NRS should adopt a certificate-rights charter with measurable acceptance tests
The Society should state certificate rights in a short governing charter and implement them through technical requirements, provider terms and review. The charter should recognize the holder's right to choose hosted or delegated operation, control ordinary signing, appoint qualified providers, obtain timely parent service, move publication, inspect evidence, replace keys, recover authority and challenge adverse action. It should also state the holder's duties to secure credentials, maintain contacts, issue within certified scope, monitor state and cooperate in incident response.
Each right needs an acceptance test. Delegation is proven by independent key generation and successful certification. Control is proven by an approval action the Society cannot perform alone. Portability is proven by migration with bounded validation effects. Recovery is proven by replacement after simulated loss. Parent accountability is proven by reasoned decisions, measured response and effective review.

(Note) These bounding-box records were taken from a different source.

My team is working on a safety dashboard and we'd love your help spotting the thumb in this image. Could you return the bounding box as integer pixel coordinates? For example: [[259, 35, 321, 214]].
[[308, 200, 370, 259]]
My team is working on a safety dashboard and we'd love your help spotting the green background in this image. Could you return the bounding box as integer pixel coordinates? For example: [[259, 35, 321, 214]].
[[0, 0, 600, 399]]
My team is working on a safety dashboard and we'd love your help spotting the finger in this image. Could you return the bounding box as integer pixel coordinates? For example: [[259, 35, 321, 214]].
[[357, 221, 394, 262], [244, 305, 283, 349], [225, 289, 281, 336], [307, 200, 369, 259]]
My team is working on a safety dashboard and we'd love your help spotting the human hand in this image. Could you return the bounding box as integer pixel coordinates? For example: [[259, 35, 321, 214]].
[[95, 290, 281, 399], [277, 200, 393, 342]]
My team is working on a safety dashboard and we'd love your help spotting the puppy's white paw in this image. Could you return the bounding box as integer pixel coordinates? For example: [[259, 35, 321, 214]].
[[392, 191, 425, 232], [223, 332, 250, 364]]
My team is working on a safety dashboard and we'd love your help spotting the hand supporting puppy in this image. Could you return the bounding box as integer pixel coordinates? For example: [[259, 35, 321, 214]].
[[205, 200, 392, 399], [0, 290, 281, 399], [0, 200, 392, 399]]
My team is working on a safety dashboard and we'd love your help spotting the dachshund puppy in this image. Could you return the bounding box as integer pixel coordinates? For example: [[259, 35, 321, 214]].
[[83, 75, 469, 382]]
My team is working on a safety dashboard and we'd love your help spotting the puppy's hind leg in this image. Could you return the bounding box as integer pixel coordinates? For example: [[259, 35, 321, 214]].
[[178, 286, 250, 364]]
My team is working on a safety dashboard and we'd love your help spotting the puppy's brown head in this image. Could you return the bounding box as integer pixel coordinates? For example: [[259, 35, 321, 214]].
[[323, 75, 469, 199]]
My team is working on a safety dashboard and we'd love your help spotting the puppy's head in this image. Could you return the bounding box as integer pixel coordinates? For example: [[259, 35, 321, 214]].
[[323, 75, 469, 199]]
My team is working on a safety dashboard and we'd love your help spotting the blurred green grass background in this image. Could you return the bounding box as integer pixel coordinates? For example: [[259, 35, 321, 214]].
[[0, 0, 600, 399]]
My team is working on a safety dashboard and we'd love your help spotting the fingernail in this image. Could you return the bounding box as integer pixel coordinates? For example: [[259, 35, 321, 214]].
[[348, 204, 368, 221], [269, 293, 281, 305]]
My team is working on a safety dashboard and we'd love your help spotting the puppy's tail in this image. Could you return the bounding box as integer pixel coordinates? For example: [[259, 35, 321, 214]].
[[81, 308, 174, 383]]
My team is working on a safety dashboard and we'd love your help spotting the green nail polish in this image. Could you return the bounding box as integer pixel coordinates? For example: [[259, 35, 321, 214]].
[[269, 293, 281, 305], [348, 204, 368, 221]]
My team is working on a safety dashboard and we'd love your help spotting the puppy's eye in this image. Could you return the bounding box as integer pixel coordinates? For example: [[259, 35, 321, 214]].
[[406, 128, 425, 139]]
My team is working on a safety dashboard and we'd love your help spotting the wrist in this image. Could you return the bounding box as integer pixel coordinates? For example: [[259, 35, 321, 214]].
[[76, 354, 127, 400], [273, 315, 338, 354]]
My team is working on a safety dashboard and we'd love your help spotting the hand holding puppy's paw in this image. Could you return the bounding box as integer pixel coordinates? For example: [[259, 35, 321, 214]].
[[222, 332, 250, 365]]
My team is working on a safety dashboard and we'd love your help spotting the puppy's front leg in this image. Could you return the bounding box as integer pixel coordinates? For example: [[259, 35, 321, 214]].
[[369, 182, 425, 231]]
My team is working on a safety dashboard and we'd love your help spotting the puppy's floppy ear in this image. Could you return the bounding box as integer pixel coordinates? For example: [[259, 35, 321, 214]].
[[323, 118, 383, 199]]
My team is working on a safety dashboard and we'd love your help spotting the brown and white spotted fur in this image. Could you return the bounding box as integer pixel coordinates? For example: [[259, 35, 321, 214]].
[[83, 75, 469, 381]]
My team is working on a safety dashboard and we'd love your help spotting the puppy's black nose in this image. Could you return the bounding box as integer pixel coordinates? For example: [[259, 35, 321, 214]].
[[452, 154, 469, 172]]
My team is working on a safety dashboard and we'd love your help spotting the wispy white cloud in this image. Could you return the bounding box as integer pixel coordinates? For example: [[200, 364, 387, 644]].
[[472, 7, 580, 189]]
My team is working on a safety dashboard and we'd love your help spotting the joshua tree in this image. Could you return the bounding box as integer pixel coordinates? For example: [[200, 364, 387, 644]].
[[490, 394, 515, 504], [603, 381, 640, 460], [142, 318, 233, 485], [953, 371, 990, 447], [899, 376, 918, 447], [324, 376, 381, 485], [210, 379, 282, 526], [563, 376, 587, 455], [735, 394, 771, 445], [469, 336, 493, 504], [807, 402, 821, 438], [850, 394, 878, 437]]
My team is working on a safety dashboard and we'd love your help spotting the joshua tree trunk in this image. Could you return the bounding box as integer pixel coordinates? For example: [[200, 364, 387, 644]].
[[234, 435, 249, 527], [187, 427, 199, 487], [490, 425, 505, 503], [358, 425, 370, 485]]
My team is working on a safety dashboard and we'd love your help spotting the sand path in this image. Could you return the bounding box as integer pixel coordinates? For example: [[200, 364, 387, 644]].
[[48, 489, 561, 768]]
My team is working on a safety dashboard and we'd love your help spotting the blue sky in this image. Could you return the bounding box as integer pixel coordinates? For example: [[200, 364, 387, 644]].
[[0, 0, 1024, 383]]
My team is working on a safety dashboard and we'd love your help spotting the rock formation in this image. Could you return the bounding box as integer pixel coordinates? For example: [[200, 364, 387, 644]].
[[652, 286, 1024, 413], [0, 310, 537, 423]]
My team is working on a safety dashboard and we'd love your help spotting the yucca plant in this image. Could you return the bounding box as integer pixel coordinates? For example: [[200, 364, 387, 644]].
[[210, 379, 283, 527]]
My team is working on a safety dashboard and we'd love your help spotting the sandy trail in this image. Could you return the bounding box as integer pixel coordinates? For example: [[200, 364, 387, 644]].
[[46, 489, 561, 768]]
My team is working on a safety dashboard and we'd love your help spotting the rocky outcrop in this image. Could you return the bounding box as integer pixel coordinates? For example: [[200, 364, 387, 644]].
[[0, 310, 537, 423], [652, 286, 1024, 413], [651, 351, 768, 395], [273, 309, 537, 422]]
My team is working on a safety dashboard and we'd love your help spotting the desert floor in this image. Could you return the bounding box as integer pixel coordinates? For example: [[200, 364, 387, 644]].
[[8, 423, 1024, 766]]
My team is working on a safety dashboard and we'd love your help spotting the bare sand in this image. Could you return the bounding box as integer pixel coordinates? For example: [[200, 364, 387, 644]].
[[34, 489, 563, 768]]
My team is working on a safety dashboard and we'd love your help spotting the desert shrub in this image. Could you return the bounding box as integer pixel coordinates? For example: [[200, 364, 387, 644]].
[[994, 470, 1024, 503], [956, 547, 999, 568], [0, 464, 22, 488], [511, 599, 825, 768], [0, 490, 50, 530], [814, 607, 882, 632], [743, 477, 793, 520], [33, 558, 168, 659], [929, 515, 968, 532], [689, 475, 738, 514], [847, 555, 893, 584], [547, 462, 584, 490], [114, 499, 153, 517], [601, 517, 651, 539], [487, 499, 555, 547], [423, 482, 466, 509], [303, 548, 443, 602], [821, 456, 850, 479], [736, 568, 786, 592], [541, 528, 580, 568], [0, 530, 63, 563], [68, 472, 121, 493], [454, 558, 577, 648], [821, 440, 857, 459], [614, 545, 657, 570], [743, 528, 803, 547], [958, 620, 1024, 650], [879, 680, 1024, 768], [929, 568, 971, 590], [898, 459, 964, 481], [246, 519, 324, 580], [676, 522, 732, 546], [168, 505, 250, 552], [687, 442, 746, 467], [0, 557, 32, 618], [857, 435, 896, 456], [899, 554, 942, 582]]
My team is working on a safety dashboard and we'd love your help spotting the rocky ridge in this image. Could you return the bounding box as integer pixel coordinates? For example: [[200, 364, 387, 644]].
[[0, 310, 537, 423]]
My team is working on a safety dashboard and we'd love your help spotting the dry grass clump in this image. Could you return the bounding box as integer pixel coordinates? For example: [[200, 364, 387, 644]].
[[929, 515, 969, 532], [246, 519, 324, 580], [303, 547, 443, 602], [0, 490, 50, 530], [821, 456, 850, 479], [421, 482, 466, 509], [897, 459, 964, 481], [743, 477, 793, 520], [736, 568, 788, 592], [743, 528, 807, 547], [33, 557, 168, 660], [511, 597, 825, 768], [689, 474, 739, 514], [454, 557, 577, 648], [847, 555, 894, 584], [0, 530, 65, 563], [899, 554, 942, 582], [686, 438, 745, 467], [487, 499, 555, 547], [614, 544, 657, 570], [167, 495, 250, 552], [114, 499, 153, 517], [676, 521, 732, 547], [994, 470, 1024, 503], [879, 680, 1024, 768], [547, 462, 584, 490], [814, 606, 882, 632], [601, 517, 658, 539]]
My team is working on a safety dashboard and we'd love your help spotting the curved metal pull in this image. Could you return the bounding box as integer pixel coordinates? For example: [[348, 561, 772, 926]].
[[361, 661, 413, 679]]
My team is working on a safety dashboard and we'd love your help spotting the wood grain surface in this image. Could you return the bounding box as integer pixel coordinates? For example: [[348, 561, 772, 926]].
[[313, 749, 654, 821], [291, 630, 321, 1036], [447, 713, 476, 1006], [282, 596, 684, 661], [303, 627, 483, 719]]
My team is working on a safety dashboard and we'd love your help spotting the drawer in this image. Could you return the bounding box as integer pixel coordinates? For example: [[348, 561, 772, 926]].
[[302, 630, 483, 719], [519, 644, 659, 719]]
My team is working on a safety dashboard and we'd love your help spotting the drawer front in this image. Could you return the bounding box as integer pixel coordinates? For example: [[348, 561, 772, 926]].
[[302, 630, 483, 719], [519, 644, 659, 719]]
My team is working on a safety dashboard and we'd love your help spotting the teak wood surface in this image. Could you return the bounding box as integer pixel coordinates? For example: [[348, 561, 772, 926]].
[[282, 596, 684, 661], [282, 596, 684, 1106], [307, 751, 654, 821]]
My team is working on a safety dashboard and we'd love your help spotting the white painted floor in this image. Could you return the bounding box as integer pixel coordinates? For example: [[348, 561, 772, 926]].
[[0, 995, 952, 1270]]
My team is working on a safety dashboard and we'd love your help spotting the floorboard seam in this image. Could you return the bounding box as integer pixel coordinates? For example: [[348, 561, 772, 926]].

Provider competition is proven by actual customer movement, not a list of vendors.
NRS should phase the model without making delay permanent. It can begin with a reference delegated service, two independent publication providers, published interfaces and supervised migrations. Early users should include small and large holders in different regions. Findings should change requirements before scale increases. Hosted users should receive a clear date by which transition rights and exports are fully available.
The Society should remain skeptical of its own convenience. Central hosting may be efficient, especially at launch. Efficiency is a benefit, not a constitutional argument. If the institution writes the rules, controls the parent, holds most private keys, runs the dominant repository and judges disputes, operational ease has accumulated into governance power. Good intentions do not remove the conflict.
Nor should decentralization be romanticized. Poorly secured keys, abandoned repositories and untrained administrators can weaken routing security. NRS is entitled to require competence, monitoring and recovery. The constraint is that security rules must be proportionate, provider-neutral and curable. They should raise the quality of delegated operation rather than turn every deviation into a reason for central custody.
The final test is practical. A resource holder should be able to answer five questions with evidence: Who can sign now? Who can prevent or revoke that authority? Where is current state published? How can service move? How is safe control restored after loss or compromise? If the answer to all five is one institution, the system has reproduced hosted CA power regardless of the language used to describe it.
User-controlled keys are therefore not an ornamental decentralization feature. They are one part of a wider allocation of rights. Portable publication prevents repository dependence. Emergency recovery makes self-custody survivable. Parent constraints acknowledge the remaining hierarchy. Independent monitoring and review make institutional behavior visible. Supported delegation brings those protections within reach of smaller operators.
The Number Resource Society can make route security stronger without asking members to exchange resource dependence for certificate dependence. Its task is to provide a coherent trust hierarchy while refusing to monopolize every function beneath it. The disciplined position is neither central control nor unsupported self-service. It is user authority backed by interoperable services, tested continuity and narrow, reviewable institutional powers.